“If It Never Rains, Then We’ll Never Grow”.
“If it never rains, then we’ll never grow“.
I understood myself only after I destroyed myself.
Only in the process of FIXING myself, did I come to know who I was always meant to be.
In the midst of recovering from my anorexia, embarking on a journey towards a healthy lifestyle & rediscovering my happiness, I learned more about myself than I ever knew possible.
As crazy as it sounds, sometimes I feel like this eating disorder HAD TO PLAGUE ME in order to truly let me GROW into the woman I am today.
It had to rain.
No, it had to POUR all kinds of crazy storms, in order for me to see the beauty in:
& BEING MYSELF.
Without my struggle, I wouldn’t be who I am today.
So, as ridiculous as this may sound, I’m thankful for my battle.
For all the thoughts & voices I’ve had to fight.
All the anxieties I’ve had to cope with.
All the emotional breakdowns I went through.
All those times where I felt weak & hopeless & had to force myself to fight the urges to let anorexia back into my mind & heart.
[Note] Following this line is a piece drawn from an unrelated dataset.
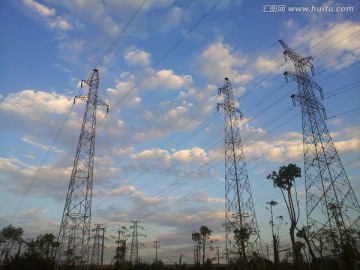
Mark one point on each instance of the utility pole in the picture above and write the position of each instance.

Because without all of these obstacles, I never would’ve stumbled upon my STRENGTH.
As cliché as it sounds, everything truly does happen for a reason.
Trust that there is a plan out there for you.
Sometimes, you just have to take a few twists & turns (sometimes, even wrong turns) to get there.
Sometimes, those twists & turns will scare & freak the heck out of you.
Other times, they may even threaten to take your life away.
But in the midst of all that fear & threat, those twists & turns are part of a powerful process by which you learn JUST HOW STRONG YOU ARE.
In retrospect, when those twists & turns are no longer part of your life.
When you see the light.
When you FIND YOURSELF.
You will come to appreciate them & realize JUST how NECESSARY they were.
You will see the meaning in stepping FORWARD into growth as opposed to stepping BACKWARD into safety.
You will learn the true value in SUNSHINE AFTER THE RAIN.